Synthesis of cortisol shares steps with synthesis of mineralocorticoids such as aldosterone, androgens such as testosterone, and estrogens such as estradiol.
The abnormal production of these three classes of hormones produce the most important problems for people with CAH., as enzyme inefficiencies are associated with characteristic patterns of over- or underproduction of mineralocorticoids or sex steroids.
Congenital adrenal hyperplasia due to 21-hydroxylase deficiency accounts for about 95% of diagnosed cases of CAH.
CAH due to deficiencies of enzymes other than 21-hydroxylase present many of the same clinical challenges as 21-hydroxylase deficiency, but some involve mineralocorticoid excess or sex steroid deficiency.
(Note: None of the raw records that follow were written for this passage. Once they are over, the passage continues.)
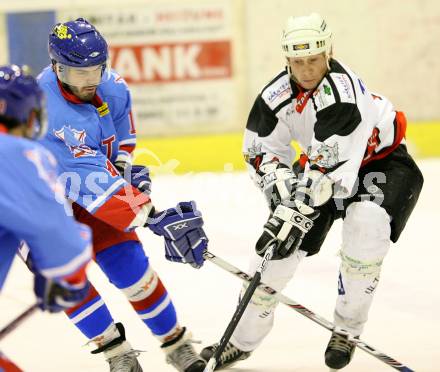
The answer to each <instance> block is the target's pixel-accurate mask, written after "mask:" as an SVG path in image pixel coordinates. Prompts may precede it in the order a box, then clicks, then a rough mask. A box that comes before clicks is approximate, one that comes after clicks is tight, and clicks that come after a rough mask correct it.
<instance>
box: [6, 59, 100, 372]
mask: <svg viewBox="0 0 440 372" xmlns="http://www.w3.org/2000/svg"><path fill="white" fill-rule="evenodd" d="M42 95H43V93H42V91H41V90H40V89H39V87H38V84H37V82H36V80H35V79H34V78H33V77H31V76H29V75H26V74H25V73H24V72H23V70H22V69H21V68H20V67H18V66H15V65H11V66H2V67H0V163H1V167H0V212H1V213H0V289H1V287H2V286H3V284H4V281H5V279H6V275H7V273H8V271H9V269H10V267H11V264H12V261H13V259H14V257H15V254H16V253H17V251H18V249H19V246H20V244H21V242H26V243H27V246H28V248H29V260H28V263H29V264H30V265H31V266H32V271H33V272H34V274H35V282H34V290H35V294H36V296H37V298H38V299H39V302H40V307H41V308H42V309H43V310H48V311H50V312H58V311H62V310H65V309H66V308H70V307H72V306H74V305H76V304H77V303H79V302H80V301H82V300H83V299H84V298H85V296H86V295H87V293H88V291H89V287H90V284H89V282H88V280H87V277H86V273H85V267H86V264H87V263H88V262H89V261H90V259H91V254H92V249H91V245H90V243H91V234H90V229H89V228H88V227H87V226H85V225H82V224H79V223H76V222H75V221H74V220H73V218H71V217H68V216H67V215H66V208H68V206H67V205H66V204H65V198H64V195H63V194H62V193H61V194H60V190H61V189H60V187H59V186H58V185H57V183H56V181H57V169H56V160H55V159H54V157H53V156H52V155H51V154H50V153H49V152H48V151H47V150H46V149H44V148H43V147H42V146H41V145H39V144H37V143H35V142H34V141H30V140H29V139H35V138H37V137H38V136H40V135H42V134H43V132H44V130H45V125H43V124H44V122H45V121H44V118H43V117H44V115H42V107H41V98H42ZM27 138H29V139H27ZM3 370H5V371H20V369H19V368H18V367H16V366H15V365H14V364H13V363H12V362H11V361H10V360H8V359H7V358H6V357H5V356H4V355H3V354H1V353H0V371H3Z"/></svg>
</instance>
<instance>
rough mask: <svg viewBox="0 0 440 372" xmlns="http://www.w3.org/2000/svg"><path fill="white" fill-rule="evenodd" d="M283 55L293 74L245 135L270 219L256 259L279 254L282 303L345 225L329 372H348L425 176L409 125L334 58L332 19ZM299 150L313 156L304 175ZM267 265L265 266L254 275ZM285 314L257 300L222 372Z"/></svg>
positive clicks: (230, 341)
mask: <svg viewBox="0 0 440 372" xmlns="http://www.w3.org/2000/svg"><path fill="white" fill-rule="evenodd" d="M282 50H283V53H284V55H285V57H286V61H287V68H286V69H285V70H282V71H281V72H280V73H279V74H278V75H276V76H275V77H274V78H273V79H272V80H271V81H270V82H269V84H267V85H266V86H265V87H264V88H263V90H262V91H261V93H260V94H259V95H258V96H257V99H256V101H255V103H254V105H253V107H252V109H251V112H250V114H249V119H248V122H247V127H246V130H245V138H244V154H245V159H246V161H247V163H248V165H249V171H250V173H251V176H252V177H253V179H254V180H255V182H256V183H257V185H258V186H259V187H260V188H261V189H262V191H263V192H264V194H265V196H266V198H267V200H268V202H269V205H270V208H271V216H270V218H269V220H268V222H267V223H266V224H265V226H264V232H263V234H262V235H261V237H260V238H259V239H258V242H257V244H256V252H257V253H258V254H259V255H263V254H264V252H265V251H266V249H267V248H268V247H269V246H272V245H275V253H274V257H273V260H272V261H270V262H269V265H268V267H267V269H266V271H265V272H264V275H263V278H262V281H263V282H265V283H266V284H268V285H269V286H271V287H273V288H274V289H275V290H277V291H281V290H282V289H283V288H284V287H285V285H286V284H287V283H288V281H289V280H290V279H291V278H292V276H293V274H294V272H295V270H296V268H297V266H298V264H299V263H300V261H301V260H302V259H303V258H304V257H306V256H311V255H313V254H316V253H318V252H319V250H320V247H321V245H322V243H323V241H324V239H325V237H326V235H327V233H328V231H329V229H330V228H331V226H332V224H333V222H334V221H335V219H337V218H343V220H344V222H343V232H342V249H341V251H340V257H341V265H340V272H339V283H338V298H337V303H336V308H335V312H334V323H335V325H336V326H337V327H338V328H337V331H336V332H333V334H332V336H331V339H330V342H329V344H328V346H327V349H326V351H325V362H326V364H327V366H329V367H330V368H334V369H340V368H343V367H345V366H346V365H347V364H348V363H349V362H350V360H351V358H352V356H353V352H354V349H355V346H354V343H353V342H352V341H350V339H349V338H348V337H347V335H346V333H345V334H344V332H343V330H347V331H348V332H349V333H350V334H351V335H353V336H355V337H358V336H359V335H360V334H361V333H362V330H363V328H364V325H365V323H366V321H367V316H368V311H369V309H370V306H371V303H372V300H373V295H374V293H375V289H376V287H377V285H378V282H379V276H380V271H381V266H382V262H383V260H384V257H385V255H386V254H387V252H388V250H389V248H390V241H392V242H396V241H397V240H398V238H399V235H400V233H401V232H402V230H403V228H404V227H405V224H406V222H407V220H408V217H409V216H410V214H411V212H412V210H413V208H414V206H415V204H416V202H417V199H418V196H419V193H420V191H421V188H422V185H423V176H422V174H421V172H420V170H419V169H418V167H417V165H416V164H415V162H414V160H413V159H412V158H411V156H410V155H409V154H408V152H407V150H406V144H405V143H406V142H405V129H406V119H405V116H404V114H403V113H402V112H399V111H396V110H395V109H394V107H393V105H392V104H391V102H390V101H388V100H387V99H386V98H385V97H383V96H381V95H378V94H373V93H371V92H370V91H369V90H368V88H367V86H366V84H365V83H364V82H363V81H362V80H361V78H360V77H358V76H357V75H356V74H355V73H354V72H353V71H352V70H351V69H350V68H349V67H347V66H346V65H344V64H342V63H341V62H339V61H337V60H335V59H334V58H333V55H332V33H331V31H330V28H329V27H328V26H327V24H326V22H325V21H324V20H323V19H322V18H321V16H319V15H318V14H315V13H314V14H311V15H309V16H303V17H290V18H289V19H288V21H287V25H286V28H285V30H284V32H283V36H282ZM292 140H294V141H296V142H297V143H298V144H299V146H300V147H301V150H302V155H301V158H300V161H298V162H296V163H295V164H294V166H293V169H292V162H293V160H294V156H295V153H294V150H293V148H292V147H291V145H290V143H291V141H292ZM260 261H261V258H259V257H258V256H256V257H255V259H254V260H253V262H252V265H251V270H253V271H252V272H255V269H256V267H257V266H258V264H259V263H260ZM275 306H276V302H275V301H274V300H273V299H271V298H268V296H267V295H265V296H263V294H262V293H260V294H259V293H258V292H257V293H256V294H255V295H254V297H253V298H252V301H251V303H250V304H249V305H248V308H247V309H246V311H245V313H244V315H243V318H242V319H241V321H240V323H239V325H238V327H237V329H236V330H235V332H234V334H233V336H232V338H231V341H230V342H229V343H228V345H227V347H226V348H225V351H224V352H223V353H222V355H221V358H220V361H219V363H218V365H217V366H218V367H217V369H221V368H222V367H226V366H228V365H230V364H231V363H233V362H236V361H238V360H242V359H245V358H247V357H249V355H250V353H251V352H252V351H253V350H255V349H256V348H257V346H258V345H259V344H260V343H261V341H262V340H263V338H264V337H265V336H266V335H267V334H268V332H269V331H270V329H271V328H272V325H273V320H274V309H275ZM216 346H217V344H214V345H212V346H210V347H207V348H205V349H204V350H203V351H202V357H204V358H205V359H209V358H210V357H211V355H212V354H213V352H214V350H215V348H216Z"/></svg>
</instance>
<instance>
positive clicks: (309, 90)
mask: <svg viewBox="0 0 440 372" xmlns="http://www.w3.org/2000/svg"><path fill="white" fill-rule="evenodd" d="M311 92H312V91H311V90H308V91H307V92H301V93H300V94H298V95H297V96H296V105H295V110H296V112H298V113H300V114H301V113H302V112H303V110H304V108H305V107H306V105H307V101H308V100H309V98H310V93H311ZM315 92H316V91H315Z"/></svg>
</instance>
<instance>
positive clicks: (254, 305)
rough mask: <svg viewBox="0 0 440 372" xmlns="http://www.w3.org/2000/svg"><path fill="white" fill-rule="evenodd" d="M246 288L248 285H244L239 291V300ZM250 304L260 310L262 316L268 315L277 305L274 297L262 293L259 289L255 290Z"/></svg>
mask: <svg viewBox="0 0 440 372" xmlns="http://www.w3.org/2000/svg"><path fill="white" fill-rule="evenodd" d="M247 288H248V285H247V284H244V285H243V287H242V290H241V294H240V298H241V297H243V295H244V293H245V292H246V289H247ZM250 303H251V304H252V305H254V306H256V307H258V308H259V309H261V313H262V314H269V313H270V312H271V311H272V310H273V309H274V308H275V307H276V306H277V305H278V301H277V300H276V299H275V297H274V296H272V295H270V294H268V293H264V292H263V291H261V290H259V289H257V290H256V291H255V293H254V294H253V296H252V298H251V301H250Z"/></svg>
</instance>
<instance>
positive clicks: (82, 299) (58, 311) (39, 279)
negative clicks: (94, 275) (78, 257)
mask: <svg viewBox="0 0 440 372" xmlns="http://www.w3.org/2000/svg"><path fill="white" fill-rule="evenodd" d="M89 288H90V283H89V281H88V280H87V279H85V280H84V281H82V282H81V283H79V284H69V283H67V282H66V281H63V280H54V279H48V278H46V277H44V276H42V275H41V274H36V275H35V280H34V292H35V295H36V296H37V298H38V300H39V301H40V308H41V310H46V311H49V312H51V313H57V312H59V311H63V310H66V309H68V308H70V307H72V306H75V305H77V304H78V303H80V302H81V301H82V300H84V298H85V297H86V296H87V293H88V291H89Z"/></svg>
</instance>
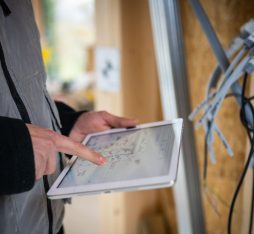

Currently, every child born is screened for 21-hydroxylase CAH at birth.
The test is for elevated levels of 17-hydroxyprogesterone enables early detection of CAH.
Newborns detected early enough can be placed on medication and live a relatively normal life.
The screening process, however, is characterized by a high false positive rate, with 200 unaffected newborns requiring clinical and laboratory follow-up for every true case of CAH.
Treatment: to replenish insufficient adrenal hormones and suppress excess precursors.
Treatment of all forms of CAH may include: supplying glucocorticoids to reduce hyperplasia and overproduction of androgens or mineralocorticoids, providing replacement mineralocorticoid and extra salt if the person is deficient, providing replacement testosterone or estrogens at puberty if the person is deficient, other treatments optimize growth by delaying puberty or delaying bone maturation.
If CAH is caused by the deficiency of the 21-hydroxylase enzyme, then treatment aims to normalize levels of main substrate of the enzyme – 17-Hydroxyprogesterone.
Treatment due to 21 hydroxylase deficiency requires treatment with glucocorticoids, usually at super physiologic doses, to address cortisol insufficiency and reduce excess adrogens.
Such treatment, however, confers as a predisposition to glucocorticoid related complications.
Patients with congenital adrenal hyperplasia treated with high dose glucocorticoids on average have death 18 years early than matched controls
Crinercerfont is a oral corticotrophin releasing factor type one receptor antagonist that decreases androstenedione levels and is superior to placebo in reducing elevated. androstenedione levels in pediatric participants with congenital adrenal hyperplasia, and is also associated with decrease in the glucocorticoid dose from Supraphysiologic to physiologic levels.